MINT: Minimal Information Neuro-Symbolic Tree for Objective-Driven Knowledge-Gap Reasoning and Active Human Elicitation
Keywords: human-in-the-loop, human-AI, LLM planning, decision tree, neurosymbolic, reinforcement learning
Abstract: Joint planning through language-based interactions is a key area of human-AI teaming. Planning problems in the open world often involve various aspects of incomplete information and unknowns, e.g., objects involved, human goals/intents, and their impacts on planning -- thus leading to knowledge gaps in joint planning. In this paper, we consider the problem of discovering optimal interaction strategies for AI agents to actively elicit human inputs in object-driven planning. To this end, we propose Minimal Information Neuro-Symbolic Tree (MINT) to reason about the impact of knowledge gaps and leverage self-play with MINT to optimize the AI agent’s elicitation strategies and queries. More precisely, MINT builds a symbolic tree by making propositions of possible human-AI interactions and by consulting a neural planning policy to estimate the uncertainty in planning outcomes caused by remaining knowledge gaps.

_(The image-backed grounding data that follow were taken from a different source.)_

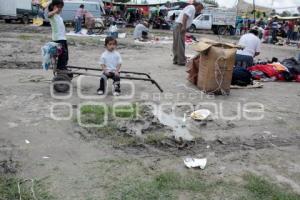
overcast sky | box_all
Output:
[218,0,299,11]
[143,0,300,13]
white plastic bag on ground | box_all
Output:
[184,157,207,169]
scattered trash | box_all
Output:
[182,113,187,123]
[217,138,227,145]
[184,157,207,169]
[66,29,106,37]
[25,140,30,144]
[206,145,210,149]
[8,122,18,128]
[191,109,211,121]
[118,33,126,38]
[263,131,271,135]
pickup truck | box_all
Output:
[189,8,237,35]
[0,0,38,24]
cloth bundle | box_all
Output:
[41,42,61,70]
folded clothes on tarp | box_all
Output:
[249,64,284,78]
[248,60,300,82]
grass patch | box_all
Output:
[112,135,140,147]
[108,171,231,200]
[0,175,54,200]
[80,105,107,125]
[108,172,300,200]
[243,173,300,200]
[77,104,170,148]
[114,104,138,119]
[78,103,139,126]
[144,132,167,145]
[18,35,34,40]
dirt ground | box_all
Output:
[0,22,300,200]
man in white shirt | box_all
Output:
[173,0,204,66]
[235,29,261,68]
[133,21,149,40]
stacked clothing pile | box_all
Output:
[248,58,300,82]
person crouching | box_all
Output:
[97,37,122,96]
[133,21,149,41]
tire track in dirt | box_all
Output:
[119,134,300,157]
[0,61,42,69]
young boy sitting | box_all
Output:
[97,37,122,96]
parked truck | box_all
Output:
[189,8,237,35]
[0,0,38,24]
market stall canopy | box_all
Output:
[272,15,300,20]
[159,5,168,10]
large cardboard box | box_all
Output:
[189,39,239,95]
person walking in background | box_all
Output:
[172,0,204,66]
[243,19,248,35]
[271,17,279,43]
[298,22,300,41]
[74,4,85,34]
[262,26,271,43]
[236,20,243,36]
[293,22,300,41]
[287,20,294,41]
[257,18,265,28]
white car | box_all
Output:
[189,8,237,35]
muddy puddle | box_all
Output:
[153,110,194,141]
[122,105,201,142]
[0,159,18,174]
[75,103,300,154]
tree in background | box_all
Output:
[281,11,292,17]
[270,9,277,16]
[203,0,219,7]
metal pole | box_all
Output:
[253,0,256,21]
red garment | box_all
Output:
[295,75,300,82]
[248,64,279,78]
[288,21,294,30]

Finally, we leverage LLM to search and summarize MINT’s reasoning process and curate a set of queries to optimally elicit human inputs for best planning performance. By considering a family of extended Markov decision processes with knowledge gaps, we analyze the return guarantee for a given MINT with active human elicitation. Our evaluation on three benchmarks involving unseen/unknown objects of increasing realism shows that MINT-based planning attains near-expert returns by issuing a limited number of questions per task while achieving significantly improved rewards and success rates.